HPC lease revenue rose from $7.2 million in the prior quarter as recurring revenue grew from 22.5 megawatts of energized HPC capacity at its Lake Mariner Data Campus.
Operationally, the Lake Mariner campus reached 245 megawatts of energized capacity for bitcoin mining by year-end and had 18 critical IT megawatts of HPC capacity online.
TeraWulf said it sold or otherwise disposed of 17,228 bitcoin miners in 2025, generating $11.6 million in proceeds and recording a $4.9 million net loss on disposal of property, plant and equipment. During the third quarter, it sold 8,910 miners, including transfers tied to a September 2025 sales agreement covering 11,000 miners, of which 6,300 were transferred to the buyer by quarter-end. It further disposed of an additional 5,400 miners during the last quarter.

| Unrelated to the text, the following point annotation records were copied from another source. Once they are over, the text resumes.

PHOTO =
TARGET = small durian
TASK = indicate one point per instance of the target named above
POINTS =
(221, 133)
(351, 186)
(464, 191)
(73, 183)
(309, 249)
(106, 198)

The company said these dispositions were part of a broader strategy that includes shortening the useful lives of certain mining infrastructure as it shuts down operations to support incoming HPC deployments.
As of Dec. 31, TeraWulf owned about 54,100 bitcoin miners, including roughly 49,400 operating at Lake Mariner, with the remainder in maintenance, standby, or awaiting disposal. The fleet is comprised entirely of Bitmain equipment: 26,700 S21 Pros, 13,400 S19j XP units, 8,200 S21s, 4,300 S19 XP machines and 1,500 S19k Pro units. The company said this fleet represents about 9.3 EH/s of self-mining capacity at an average efficiency of 17.2 J/TH.
In addition to its New York buildout, TeraWulf said it formed a joint venture with Fluidstack in October to develop a 168-megawatt HPC campus in Abernathy, Texas, underscoring the strategic shift it has framed as a move toward long-term contracted compute hosting.